The Human Touch of Blackbody Radiation

Jun 06, 2006 13:55

This has been a transitional week, to pare it down to the cream filling. I have flirted with seratonin waves and met many new people that I'm tickled to call friends. I reconnected and deepened previous friendships in the most novel ways, including but not limited to the old X-Men arcade game from the late eighties (please tell me everyone remembers Storm and her delightful Eighties cape and electric pimp cane), staggering spurts of creative sketching, about twenty massage circles, the best trip to Savannah to date, about 9 hours of ecstatic overnight beach time, the birth and death of a crush...well, suffice to say sleep has been shuffled from first priority and the Summer of Love (which freakin EVERYONE is suddenly ferociously excited about) has been concieved with the most resonant of Bangs. This week has been my salvation in so many ways...I think it really has become the axis on which I am trying now to pivot to a more positive and productive light. To dwell on one thing:
Said crush. Crush began, in all fairness, under the glaze of a chemical moon. Crush seemed at least mildly reciprocal. Crush seemed like maybe I would have a happy story to tell instead of the stories for which I am now notorious( ...As long as I can have sex with them and never see them again...), and which itself hasn't even happened since February. However, complications.
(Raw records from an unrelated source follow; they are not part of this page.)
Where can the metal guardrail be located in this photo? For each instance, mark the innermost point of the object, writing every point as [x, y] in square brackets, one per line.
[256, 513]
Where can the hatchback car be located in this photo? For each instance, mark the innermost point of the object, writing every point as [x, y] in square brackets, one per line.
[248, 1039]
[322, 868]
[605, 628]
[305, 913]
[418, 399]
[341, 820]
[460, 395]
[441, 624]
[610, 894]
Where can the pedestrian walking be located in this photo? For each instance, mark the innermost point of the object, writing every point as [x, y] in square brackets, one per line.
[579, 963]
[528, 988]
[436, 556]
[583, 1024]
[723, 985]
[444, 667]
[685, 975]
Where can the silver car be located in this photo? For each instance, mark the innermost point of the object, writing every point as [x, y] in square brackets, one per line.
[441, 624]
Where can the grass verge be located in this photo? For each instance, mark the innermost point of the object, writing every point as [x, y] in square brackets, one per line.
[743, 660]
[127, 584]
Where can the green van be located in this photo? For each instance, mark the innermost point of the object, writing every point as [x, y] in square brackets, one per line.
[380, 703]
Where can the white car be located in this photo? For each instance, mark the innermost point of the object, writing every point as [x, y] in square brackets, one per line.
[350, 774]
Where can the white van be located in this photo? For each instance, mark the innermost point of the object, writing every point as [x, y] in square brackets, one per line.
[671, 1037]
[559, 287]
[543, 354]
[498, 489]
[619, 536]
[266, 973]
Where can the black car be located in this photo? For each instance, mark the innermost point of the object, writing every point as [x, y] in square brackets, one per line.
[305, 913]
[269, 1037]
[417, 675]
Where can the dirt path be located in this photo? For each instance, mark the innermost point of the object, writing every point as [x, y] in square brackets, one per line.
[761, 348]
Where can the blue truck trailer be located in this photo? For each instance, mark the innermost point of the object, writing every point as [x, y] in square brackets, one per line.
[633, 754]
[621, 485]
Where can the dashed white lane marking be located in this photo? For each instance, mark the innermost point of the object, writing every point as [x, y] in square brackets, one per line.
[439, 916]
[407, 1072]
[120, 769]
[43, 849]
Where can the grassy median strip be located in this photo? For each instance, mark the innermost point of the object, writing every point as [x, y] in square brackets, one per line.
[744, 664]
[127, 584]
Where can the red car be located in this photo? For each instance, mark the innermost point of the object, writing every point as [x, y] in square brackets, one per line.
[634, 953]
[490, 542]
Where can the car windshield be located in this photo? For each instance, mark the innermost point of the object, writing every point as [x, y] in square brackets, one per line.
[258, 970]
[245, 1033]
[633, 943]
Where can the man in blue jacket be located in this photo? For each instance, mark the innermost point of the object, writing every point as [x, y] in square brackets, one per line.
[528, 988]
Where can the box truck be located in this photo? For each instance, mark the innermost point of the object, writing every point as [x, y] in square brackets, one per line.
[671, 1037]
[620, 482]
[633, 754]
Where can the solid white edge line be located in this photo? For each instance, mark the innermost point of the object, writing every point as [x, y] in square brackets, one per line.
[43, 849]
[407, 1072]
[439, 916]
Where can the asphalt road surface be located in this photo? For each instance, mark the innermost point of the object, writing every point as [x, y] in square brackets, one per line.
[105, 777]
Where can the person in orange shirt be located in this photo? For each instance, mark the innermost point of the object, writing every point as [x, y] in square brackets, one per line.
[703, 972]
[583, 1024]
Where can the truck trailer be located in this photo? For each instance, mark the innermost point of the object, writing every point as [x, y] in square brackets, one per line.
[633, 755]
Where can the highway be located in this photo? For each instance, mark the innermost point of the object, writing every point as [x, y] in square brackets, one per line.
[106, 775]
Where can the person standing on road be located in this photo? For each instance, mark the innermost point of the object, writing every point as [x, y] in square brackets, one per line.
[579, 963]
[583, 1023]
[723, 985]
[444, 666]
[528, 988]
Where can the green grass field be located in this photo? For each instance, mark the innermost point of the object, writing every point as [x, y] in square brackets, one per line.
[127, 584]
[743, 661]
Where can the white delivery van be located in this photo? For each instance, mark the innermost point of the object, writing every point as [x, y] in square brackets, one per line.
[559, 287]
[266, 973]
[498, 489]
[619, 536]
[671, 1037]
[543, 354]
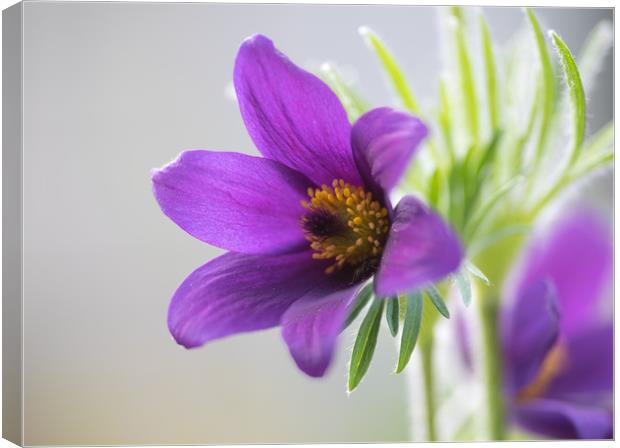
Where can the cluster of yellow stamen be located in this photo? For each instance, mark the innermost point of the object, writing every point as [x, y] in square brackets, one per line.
[553, 364]
[360, 230]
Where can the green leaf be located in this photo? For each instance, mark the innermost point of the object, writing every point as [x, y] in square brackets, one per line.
[434, 189]
[497, 235]
[601, 140]
[477, 272]
[491, 78]
[577, 95]
[548, 82]
[485, 209]
[395, 74]
[392, 315]
[594, 50]
[468, 84]
[351, 101]
[365, 344]
[445, 118]
[411, 330]
[438, 301]
[363, 296]
[462, 281]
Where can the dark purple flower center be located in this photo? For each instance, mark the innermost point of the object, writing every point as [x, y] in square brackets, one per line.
[344, 224]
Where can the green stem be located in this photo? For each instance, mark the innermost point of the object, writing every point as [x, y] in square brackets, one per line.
[492, 368]
[429, 388]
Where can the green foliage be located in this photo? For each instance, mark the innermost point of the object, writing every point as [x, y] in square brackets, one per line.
[365, 343]
[438, 301]
[363, 296]
[392, 69]
[577, 95]
[411, 330]
[495, 159]
[392, 314]
[464, 285]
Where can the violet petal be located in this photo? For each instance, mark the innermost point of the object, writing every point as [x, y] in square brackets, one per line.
[236, 293]
[311, 327]
[563, 420]
[234, 201]
[577, 257]
[421, 249]
[530, 328]
[384, 141]
[292, 116]
[589, 370]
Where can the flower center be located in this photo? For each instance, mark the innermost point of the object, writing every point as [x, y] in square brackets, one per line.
[344, 224]
[553, 364]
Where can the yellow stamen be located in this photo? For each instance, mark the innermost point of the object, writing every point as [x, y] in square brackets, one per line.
[553, 364]
[364, 225]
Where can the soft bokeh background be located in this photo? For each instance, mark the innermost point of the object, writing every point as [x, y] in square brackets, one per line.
[113, 90]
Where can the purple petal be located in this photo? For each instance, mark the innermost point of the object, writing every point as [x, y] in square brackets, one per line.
[421, 249]
[236, 293]
[234, 201]
[577, 257]
[311, 327]
[559, 419]
[384, 141]
[292, 116]
[589, 371]
[530, 328]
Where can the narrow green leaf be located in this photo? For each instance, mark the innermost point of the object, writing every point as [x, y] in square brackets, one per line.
[601, 140]
[575, 89]
[351, 101]
[477, 272]
[445, 118]
[365, 344]
[485, 209]
[392, 315]
[548, 86]
[491, 78]
[434, 188]
[395, 74]
[597, 45]
[363, 296]
[462, 281]
[593, 164]
[411, 330]
[438, 301]
[497, 235]
[468, 84]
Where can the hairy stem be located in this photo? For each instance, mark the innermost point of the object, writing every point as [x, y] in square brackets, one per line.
[429, 388]
[492, 368]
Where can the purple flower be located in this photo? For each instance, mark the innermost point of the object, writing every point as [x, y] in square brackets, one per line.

Crush apparently once crashing and rationality ensued to have forgotten, whereas I remember. All water under the bridge, although mildly nettling. More important epiphany: Realizing last night over Cape Cods and darts what I've secretly been nibbling for several days, since I was told rather bluntly what I already knew ("You'd be best off getting over this," by someone who is wiser than I), that crush never really existed. That crush was simply the detrital wash of meeting somebody who was available, who seemed at least intrigued by me, whom I found bearable. That crush was just a manifestation of wanting something so badly that I even invented a minor heartbreak to gloss over what I already knew. That even though crush still twitters a bit, that it is no longer for a person(entirely) but more for the sheer fact that
I hope to fall in love again. I really really would like to, and I think I can.
...I'm not even lending credence to those other thoughts.